The ECLAT algorithm works vertically, like a deep graph search, making it faster than the Apriori algorithm. The primary purpose is to use the intersections of Transaction Id Sets(tidsets) to calculate a candidate’s support value and avoid the generation of subsets that are not present in the prefix tree [20]. When the function is at the first call, all unique elements are used with their tidsets. After that, the procedure is called recursively, and in each recursive call, each element-tidset pair is checked and combined with other element-tidset couples. The process is repeated until no candidate item-tidset pair can be combined.

Fp growth

The Frequent Patterns Growth algorithm finds sets of frequent items without generating candidates. It works in two steps. The first step consists of constructing a compact data structure called FP-Tree. The second step is devoted to directly extracting frequent sets from the FP-Tree. The FP-Tree has been proposed by Kamber [21]. Each path in the FP-Tree represents a set of relevant frequent information, and the paths’ nodes are arranged in descending order of their frequency. In the FP-tree, the information in the dataset is highly compressed because all overlapping itemsets share the same prefix path [22]. It traverses the database only twice and does not require candidate generation.

Materials and methods

This section explains the study environment and the data used. It illustrates the variation of these data in time, presents the preprocessing, and details the technique and performance metrics.

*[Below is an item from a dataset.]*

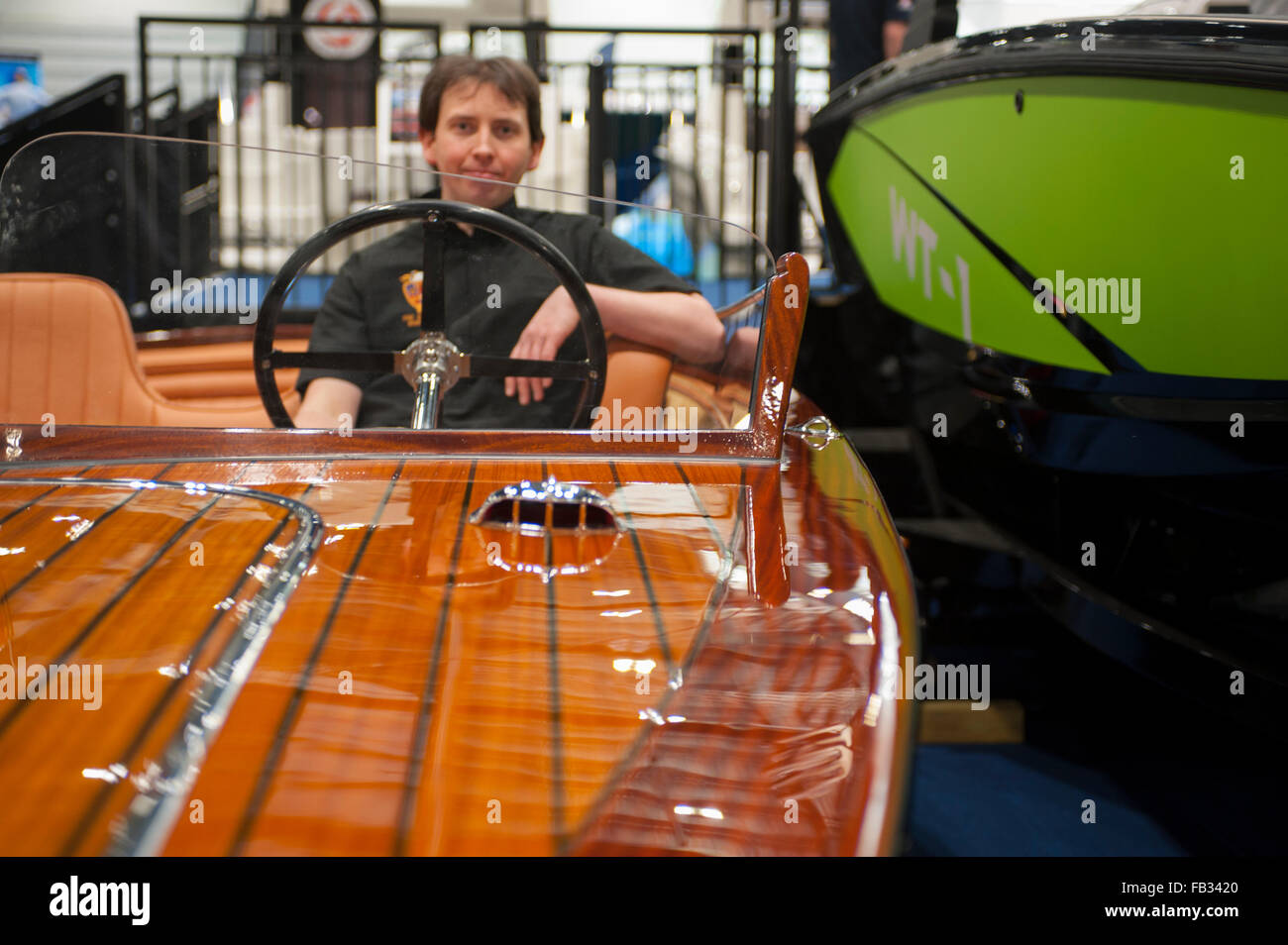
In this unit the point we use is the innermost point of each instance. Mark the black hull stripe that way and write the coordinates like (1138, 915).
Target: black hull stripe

Study area and dataset presentation

The country of study is the Republic of Benin, a West African country (Fig 1). We used secondary data collected at the Kandi, Savè, and Cotonou synoptic stations in the Sudanian, Sudano-Guinean, and Guinean Zones, respectively. The government of Benin has defined two poles for vegetable production: poles 1 and 7. Pole 1 is located in the Sudanian Zone and covers the districts of Malanville and Karimama, which do not have synoptic stations. Therefore, we chose the synoptic station of Kandi, the closest station to Karimama and Malanville and located in the same department as these two districts. Pole 7, located in the Sudanian Zone, covers several communities with a single synoptic station: Cotonou. In addition, data from the synoptic station of Savè, situated in the Sudano-Guinean transition Zone, was collected. The choice of the station of Savè allows the study to cover the three types of climate in the country.

The secondary climate data from the three synoptic stations (Kandi, Savè, and Cotonou) were collected at the ‘Direction de la Météo-Bénin’ of the ‘Agence pour la Sécurité de la Navigation Aérienne en Afrique (ASECNA)’ from 1995 to 2020. These are minimum temperature (Tmin) in °C, maximum temperature (Tmax) in °C, minimum humidity (Umin) in %, maximum humidity (Umax) in %, rainfall (RR) in mm, sunshine (Sun) in hours (h), and evapotranspiration (ET) in mm. Annual tomato yield data from 1995 to 2020 was obtained from the ‘Direction de la Statistique Agricole du Benin (DSA)’. The average monthly yield was computed from the annual yields. This monthly yield was aggregated to the monthly average of each climatic data. The final base consists of 936 observations on eight variables, including the yield. Fig 2 shows the data distribution for each parameter and the yield according to the districts. The rainfall boxplots show a similar pattern for the three synoptic stations, with more outliers observed at the Cotonou station (Fig 2A). Sunstroke is higher at the synoptic station of Kandi than at the other two stations (Fig 2C). The last trend is also observed for Evapotranspiration and maximum temperature (Fig 2B & 2D). On the other hand, the minimum temperature, maximum and minimum humidities are more important at the Cotonou station than the other two stations (Fig 2E–2G). Similarly, tomato yields are much higher in Cotonou (Fig 2H).

thumbnail
Fig 2. Distribution of climate parameters and tomato yield from 1995 to 2020 in the three districts.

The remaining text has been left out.